Boeing, Washington State University (WSU) and the Washington Stormwater Center have announced a collaboration to research and develop stronger permeable pavement through the use of recycled carbon fiber composite material.
Improving permeable pavement – a porous concrete or asphalt product that allows stormwater to seep into the ground instead of running off to waterways – has been identified by the U.S. Environmental Protection Agency (EPA) as a positive step to mitigating stormwater issues in Washington state. According to the EPA, permeable pavement improves water quality by reducing flow, filtering pollutants and returning water back to the water table.
Boeing is supporting the Washington Stormwater Center through a $212,000 research grant and donation of carbon fiber composite material. The grant will support research programs at the WSU Research and Extension Center in Puyallup, Wash., and on the WSU Pullman campus.
“Water is one of our most precious resources, and we need to treat it as such,” said Ursula English, vice president, Boeing Environment, Health & Safety. “We are pleased to provide recyclable composite material from our production line to assist in this vital and innovative research. Creating the opportunity to expand the use of permeable pavement is good for the environment and the communities in which we live and work.”

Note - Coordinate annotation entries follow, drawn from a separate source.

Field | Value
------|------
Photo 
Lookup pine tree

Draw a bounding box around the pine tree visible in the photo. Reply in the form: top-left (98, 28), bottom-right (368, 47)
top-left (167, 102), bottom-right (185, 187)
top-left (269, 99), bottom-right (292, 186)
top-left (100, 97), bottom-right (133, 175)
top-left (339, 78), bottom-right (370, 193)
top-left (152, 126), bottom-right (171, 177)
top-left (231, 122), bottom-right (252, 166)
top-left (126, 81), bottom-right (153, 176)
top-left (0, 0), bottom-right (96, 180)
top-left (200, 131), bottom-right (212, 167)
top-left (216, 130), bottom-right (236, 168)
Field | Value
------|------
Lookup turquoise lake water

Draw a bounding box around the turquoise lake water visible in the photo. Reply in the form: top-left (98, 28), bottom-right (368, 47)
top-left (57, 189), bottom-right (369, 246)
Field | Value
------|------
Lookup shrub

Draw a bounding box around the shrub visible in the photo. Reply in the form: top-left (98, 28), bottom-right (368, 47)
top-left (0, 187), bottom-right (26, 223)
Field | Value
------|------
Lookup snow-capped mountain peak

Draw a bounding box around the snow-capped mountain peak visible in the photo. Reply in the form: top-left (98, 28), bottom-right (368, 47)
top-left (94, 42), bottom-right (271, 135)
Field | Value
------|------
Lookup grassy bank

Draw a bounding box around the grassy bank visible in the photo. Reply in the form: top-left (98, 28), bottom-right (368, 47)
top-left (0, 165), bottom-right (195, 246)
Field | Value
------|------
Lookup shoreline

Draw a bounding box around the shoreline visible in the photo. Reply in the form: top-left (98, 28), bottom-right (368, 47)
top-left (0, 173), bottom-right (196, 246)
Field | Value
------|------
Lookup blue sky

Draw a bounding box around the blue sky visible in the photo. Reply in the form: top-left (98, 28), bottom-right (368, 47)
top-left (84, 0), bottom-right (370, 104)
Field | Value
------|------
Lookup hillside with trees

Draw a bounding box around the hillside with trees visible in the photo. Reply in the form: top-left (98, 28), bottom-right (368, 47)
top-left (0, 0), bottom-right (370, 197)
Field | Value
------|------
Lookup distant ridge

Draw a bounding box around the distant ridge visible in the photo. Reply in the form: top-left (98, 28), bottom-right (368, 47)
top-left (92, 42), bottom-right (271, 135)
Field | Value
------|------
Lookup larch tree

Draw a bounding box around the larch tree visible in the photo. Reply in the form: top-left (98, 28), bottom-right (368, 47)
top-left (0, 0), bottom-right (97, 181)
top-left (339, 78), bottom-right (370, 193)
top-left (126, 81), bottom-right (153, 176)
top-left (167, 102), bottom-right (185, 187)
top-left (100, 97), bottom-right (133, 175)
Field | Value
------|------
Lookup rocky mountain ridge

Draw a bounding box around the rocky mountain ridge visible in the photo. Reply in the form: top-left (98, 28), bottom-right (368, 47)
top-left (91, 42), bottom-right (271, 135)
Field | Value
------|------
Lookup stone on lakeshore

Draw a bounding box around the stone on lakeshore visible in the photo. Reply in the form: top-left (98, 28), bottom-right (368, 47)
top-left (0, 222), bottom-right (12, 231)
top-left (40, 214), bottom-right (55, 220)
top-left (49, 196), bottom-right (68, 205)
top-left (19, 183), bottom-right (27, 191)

The project will take a two-pronged approach to improving permeable pavement. First, scientists will recycle carbon fiber composites to strengthen and reinforce porous pavement material, which is used in parking lots and side roads, but is currently too soft to be used on heavily-traveled roadways. Then the team will examine the strengthened material for toxicity, to validate that the composite material does not add pollutants into the soil or impact water quality.
“We are excited to work with Boeing on this important project,” said John Stark, director of the Washington Stormwater Center. “If we find that this material safely strengthens permeable pavement, resulting in an increase in its use, this could be a game changer in terms of reducing the impact of pollutants in stormwater on the environment.”